But so far, the trough has been wide and deep enough to allow the city's dike system to handle the rest of the river water that still flows over its natural course through the center of town.
Since last week, city workers have slowly opened massive concrete gates south of Winnipeg that normally close off the Floodway from the river. The spillover funneled into the Floodway runs north, rejoining the Red River just outside the city in a boiling torrent so loud and violent that Canadian Mounties have been called to the banks nearby to keep gawkers away.
"You don't realize how powerful this river is until you see it dump out here," Rolly Bernard, a Provincial highway worker, yelled over the roar of the spray. "It really shows you how the Floodway's doing the job."

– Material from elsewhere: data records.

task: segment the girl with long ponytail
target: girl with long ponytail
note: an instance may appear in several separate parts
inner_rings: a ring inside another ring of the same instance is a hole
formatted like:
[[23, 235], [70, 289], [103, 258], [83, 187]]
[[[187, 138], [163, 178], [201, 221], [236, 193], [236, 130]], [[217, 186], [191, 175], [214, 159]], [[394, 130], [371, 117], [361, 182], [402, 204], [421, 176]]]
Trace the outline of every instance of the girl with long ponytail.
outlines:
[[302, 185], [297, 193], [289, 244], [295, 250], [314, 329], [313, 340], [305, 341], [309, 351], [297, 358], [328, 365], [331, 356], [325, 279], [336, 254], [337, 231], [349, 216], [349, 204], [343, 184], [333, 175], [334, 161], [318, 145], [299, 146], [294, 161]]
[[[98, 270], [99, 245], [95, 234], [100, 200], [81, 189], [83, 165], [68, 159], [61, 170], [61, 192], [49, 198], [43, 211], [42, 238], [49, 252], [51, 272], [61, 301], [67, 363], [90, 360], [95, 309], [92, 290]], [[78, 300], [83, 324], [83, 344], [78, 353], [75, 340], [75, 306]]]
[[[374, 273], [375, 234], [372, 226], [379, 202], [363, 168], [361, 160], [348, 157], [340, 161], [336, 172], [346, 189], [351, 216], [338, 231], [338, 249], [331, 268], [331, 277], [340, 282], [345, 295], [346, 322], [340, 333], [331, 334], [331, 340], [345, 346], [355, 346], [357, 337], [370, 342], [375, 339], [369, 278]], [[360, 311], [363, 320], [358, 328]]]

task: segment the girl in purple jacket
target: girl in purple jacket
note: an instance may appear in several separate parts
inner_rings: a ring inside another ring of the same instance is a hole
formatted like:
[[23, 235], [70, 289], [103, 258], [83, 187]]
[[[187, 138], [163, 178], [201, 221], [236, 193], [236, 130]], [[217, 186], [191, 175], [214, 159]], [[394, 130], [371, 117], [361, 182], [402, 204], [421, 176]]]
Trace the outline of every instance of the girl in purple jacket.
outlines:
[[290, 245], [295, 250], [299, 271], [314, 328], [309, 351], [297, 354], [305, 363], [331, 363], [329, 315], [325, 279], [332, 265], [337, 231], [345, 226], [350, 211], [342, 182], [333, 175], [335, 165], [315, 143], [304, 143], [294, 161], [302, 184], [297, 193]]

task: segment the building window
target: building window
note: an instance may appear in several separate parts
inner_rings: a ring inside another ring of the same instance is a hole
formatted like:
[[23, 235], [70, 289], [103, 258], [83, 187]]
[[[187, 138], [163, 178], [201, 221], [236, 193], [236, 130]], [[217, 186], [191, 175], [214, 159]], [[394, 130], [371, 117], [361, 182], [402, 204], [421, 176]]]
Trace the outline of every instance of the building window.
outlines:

Despite costing $63 million (Canadian) to build from 1962 until 1968 and requiring more excavation than the Canadian portion of the St. Lawrence Seaway, the Floodway's capacity is dwarfed by even larger spillways that protect New Orleans, Baton Rouge and New Madrid, Mo. from floods. Diversion channels like those and Winnipeg's are "no silver bullets" without dikes and other water control measures, said Gerald Galloway, a former U.S. Army engineer who is now dean of faculty at the Industrial College in Washington.
But outclassed as it is by its American counterparts, the Floodway appeared to be working well enough Thursday to persuade those who know its most obscure dimensions to breathe a little easier.
"We're not safe yet," said Colp, whose co-workers were hunched over brooms, sweeping out water from the lock house--the first time the station has been flooded since it was built in 1910. "But we wouldn't be able to stand here and sweep out what little water we have if that Floodway wasn't doing its job."